Figure 6 Opening the Group Policy Editor, expand "Computer Configuration → Windows Settings → Security Settings → Local Policy → Security Options", found "Network Access: Remote Access" in the Window, then open In the window, the registry path and sub-path content of the remote access can be set to empty (Figure 7).
Figure 7
V. Close unnecessary port
For personal users, the default ports are indeed necessary, and the port is turned off is also useless. The 139 port is the port used by the NetBIOS protocol. While the TCP / IP protocol is installed, NetBIOS is also installed as the default setting to the system. The opening of the 139 port means that the hard disk may be shared in the network; online hackers can also know everything in your computer through NetBIOS! In the previous Windows version, you can turn off the 139 port as long as you do not install the file and print shared protocols of the Microsoft network. But in Windows Server 2003, just do it. If you want to completely close the 139 port, the specific steps are as follows:
Right-click Network Neighbors, select "Properties", go to "Network and Dial-up Connections", right-click "local connection", select "Properties", open the Local Connection Properties page (Figure 8) ,
Figure 8
Then remove the "√" in the "Microsoft Network and Print Sharing" (Figure 9),
Figure 9
Next, "Internet Protocol (TCP / IP)", click "Properties" → "Advanced" → "WINS", select "Disable the NetBIOS on TCP / IP", ie the task is completed (Figure 10)!
Figure 10
For personal users, you can set it to "disable" in various service properties settings to avoid restarting the service next time, and the port is also open.
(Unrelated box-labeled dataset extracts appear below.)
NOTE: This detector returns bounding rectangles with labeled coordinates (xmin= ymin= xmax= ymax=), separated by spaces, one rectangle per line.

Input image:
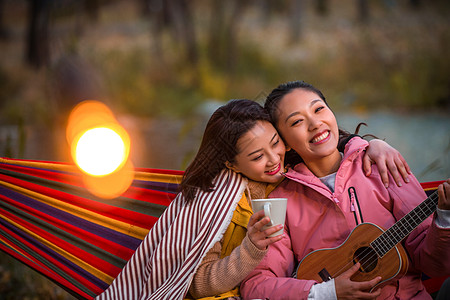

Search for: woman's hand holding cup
xmin=247 ymin=210 xmax=284 ymax=250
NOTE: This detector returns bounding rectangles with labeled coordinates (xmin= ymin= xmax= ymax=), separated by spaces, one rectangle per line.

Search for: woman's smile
xmin=310 ymin=130 xmax=330 ymax=144
xmin=264 ymin=164 xmax=281 ymax=175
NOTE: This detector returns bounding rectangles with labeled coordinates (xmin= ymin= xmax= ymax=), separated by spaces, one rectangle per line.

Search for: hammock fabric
xmin=0 ymin=158 xmax=445 ymax=299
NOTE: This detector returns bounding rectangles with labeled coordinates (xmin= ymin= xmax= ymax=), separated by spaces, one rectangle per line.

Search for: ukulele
xmin=297 ymin=191 xmax=439 ymax=291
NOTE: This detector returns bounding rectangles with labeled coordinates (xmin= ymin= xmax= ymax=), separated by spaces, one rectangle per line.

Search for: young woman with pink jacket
xmin=241 ymin=81 xmax=450 ymax=300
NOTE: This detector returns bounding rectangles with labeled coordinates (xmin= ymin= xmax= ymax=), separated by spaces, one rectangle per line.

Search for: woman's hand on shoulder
xmin=363 ymin=139 xmax=411 ymax=187
xmin=247 ymin=210 xmax=284 ymax=250
xmin=334 ymin=263 xmax=381 ymax=299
If you still have IIS in your computer, you'd better reset the port filtering. The steps are as follows: Select the NIC attribute, then double-click the Internet Protocol (TCP / IP) ", click the Advanced button in the window, will enter the Advanced TCP / IP Settings window, then select the" Options "label The "TCP / IP Filter" item, click the "Properties" button to come to the "TCP / IP Filter" window, "√" before the "Enable TCP / IP Filter (All Adapters)", then according to You need to configure it. If you only intend to browse the web, only the TCP port 80 can be opened, so you can select "Allow" above "TCP Port", and then click the Add button, enter 80 and click "OK". Figure 11) Figure 11
Six, eliminate illegal access applications
Windows Server 2003 is a server operating system. To prevent users from logging in, start the application in the server, bringing unnecessary trouble to the server's normal operation, we must be based on the access rights of different users. limit.
They call the app. In fact, we can implement this purpose as long as we use the Group Policy Editor to achieve this, the specific steps are as follows:
Open the "Group Policy Editor" is: Click "Start → Run" in turn, type the "GPEDIT.MSC" command and enter Enter to the "Run" dialog box, you can open the Group Policy Editor window. Then open the "Group Policy Console → User Configuration → Management Model"
"Run License Windows Application" in Board → System "and enables this policy (Figure 12).
Figure 12
Then click on the "Moved Applications List" below to pop up a "display content" dialog box, click the Add button to add the allowed application (Figure 13).
Figure 13 will only run the program in the "Allowed Applications List" in Figure 13.